Abstract

The physical mechanisms behind cluster formation during quenching and aging of age-hardening metallic alloys are poorly understood based on classical nucleation and growth theories, especially in multicomponent alloys with supersaturated vacancies and fast-diffusing solute atoms. Here, solute clustering in an Al–Mg–Zn alloy during quenching immediately after high-temperature (800 K) solution treatment is modeled with a newly developed kinetic Monte Carlo (kMC) framework. This includes accurate surrogate models trained using first-principles-calculated data to predict vacancy migration energetics on the fly as functions of local lattice occupations.
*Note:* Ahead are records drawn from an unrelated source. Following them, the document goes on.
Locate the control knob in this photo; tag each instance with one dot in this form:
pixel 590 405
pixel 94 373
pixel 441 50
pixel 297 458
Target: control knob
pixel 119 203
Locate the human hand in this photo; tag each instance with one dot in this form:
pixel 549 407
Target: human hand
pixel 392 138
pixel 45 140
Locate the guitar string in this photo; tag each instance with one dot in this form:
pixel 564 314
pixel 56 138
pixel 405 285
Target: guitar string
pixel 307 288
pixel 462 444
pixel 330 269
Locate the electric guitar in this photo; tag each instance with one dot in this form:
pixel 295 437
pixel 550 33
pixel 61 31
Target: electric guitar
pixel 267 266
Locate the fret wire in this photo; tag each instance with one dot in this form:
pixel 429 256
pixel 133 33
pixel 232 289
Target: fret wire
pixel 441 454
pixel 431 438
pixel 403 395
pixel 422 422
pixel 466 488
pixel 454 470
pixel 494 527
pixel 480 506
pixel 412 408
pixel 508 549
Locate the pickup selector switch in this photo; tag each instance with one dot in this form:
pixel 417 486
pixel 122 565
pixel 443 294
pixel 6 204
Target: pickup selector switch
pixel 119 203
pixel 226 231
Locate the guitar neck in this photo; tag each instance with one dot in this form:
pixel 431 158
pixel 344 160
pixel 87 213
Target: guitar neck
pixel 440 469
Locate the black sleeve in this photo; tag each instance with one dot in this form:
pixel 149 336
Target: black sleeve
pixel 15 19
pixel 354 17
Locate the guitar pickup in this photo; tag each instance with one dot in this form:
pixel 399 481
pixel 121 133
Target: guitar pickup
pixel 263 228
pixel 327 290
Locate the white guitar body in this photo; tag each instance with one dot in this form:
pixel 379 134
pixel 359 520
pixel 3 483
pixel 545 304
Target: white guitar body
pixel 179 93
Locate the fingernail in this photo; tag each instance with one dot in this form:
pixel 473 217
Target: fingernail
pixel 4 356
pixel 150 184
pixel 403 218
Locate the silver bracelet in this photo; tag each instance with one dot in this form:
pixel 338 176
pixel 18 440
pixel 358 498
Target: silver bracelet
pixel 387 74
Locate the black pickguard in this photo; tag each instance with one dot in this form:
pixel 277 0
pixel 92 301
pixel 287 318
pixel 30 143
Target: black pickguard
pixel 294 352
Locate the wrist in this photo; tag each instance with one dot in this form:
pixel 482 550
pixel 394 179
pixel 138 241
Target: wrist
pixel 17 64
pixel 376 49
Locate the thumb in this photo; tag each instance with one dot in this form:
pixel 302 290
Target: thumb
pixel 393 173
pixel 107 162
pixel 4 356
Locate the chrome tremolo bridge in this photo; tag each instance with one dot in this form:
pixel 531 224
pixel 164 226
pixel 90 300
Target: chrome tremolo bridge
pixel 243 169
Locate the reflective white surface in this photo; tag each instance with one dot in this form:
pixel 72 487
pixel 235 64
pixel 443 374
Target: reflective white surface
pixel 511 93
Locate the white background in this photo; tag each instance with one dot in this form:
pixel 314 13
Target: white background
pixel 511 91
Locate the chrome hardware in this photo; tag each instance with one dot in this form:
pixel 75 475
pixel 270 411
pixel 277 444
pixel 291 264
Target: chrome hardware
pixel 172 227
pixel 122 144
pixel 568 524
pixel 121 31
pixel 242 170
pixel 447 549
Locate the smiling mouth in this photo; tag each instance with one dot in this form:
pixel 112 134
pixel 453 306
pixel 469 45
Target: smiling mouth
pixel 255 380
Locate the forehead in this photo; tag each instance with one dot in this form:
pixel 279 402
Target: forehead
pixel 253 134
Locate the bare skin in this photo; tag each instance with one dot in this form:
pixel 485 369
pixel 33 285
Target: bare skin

First, kMC simulations at constant aging temperatures revealed that temporal evolution of the number, sizes, and compositions of solute clusters change with aging temperature. Such changes are consistent with our analyses based on classical nucleation theory (CNT) and Monte Carlo simulations. Second, the kMC algorithm was revised for simulating quenching processes by iteratively updating the kMC temperature based on simulated cooling rate profiles. These quenching simulations show that rapid solute clustering mainly occurs from ∼600 to ∼400 K during cooling. Below ∼400 K, the clustering is suppressed to a steady state because vacancies are trapped by stable clusters with sizes of ∼2 nm and high magnitudes of formation energies. The configurations of these steady-state clusters closely resemble the solute clusters we observed experimentally in 7XXX series Al–Mg–Zn-based alloy samples immediately after quenching. A two-stage vacancy trapping mechanism revealed in our simulations can provide physical guidance to tune precipitation kinetics during natural and artificial aging.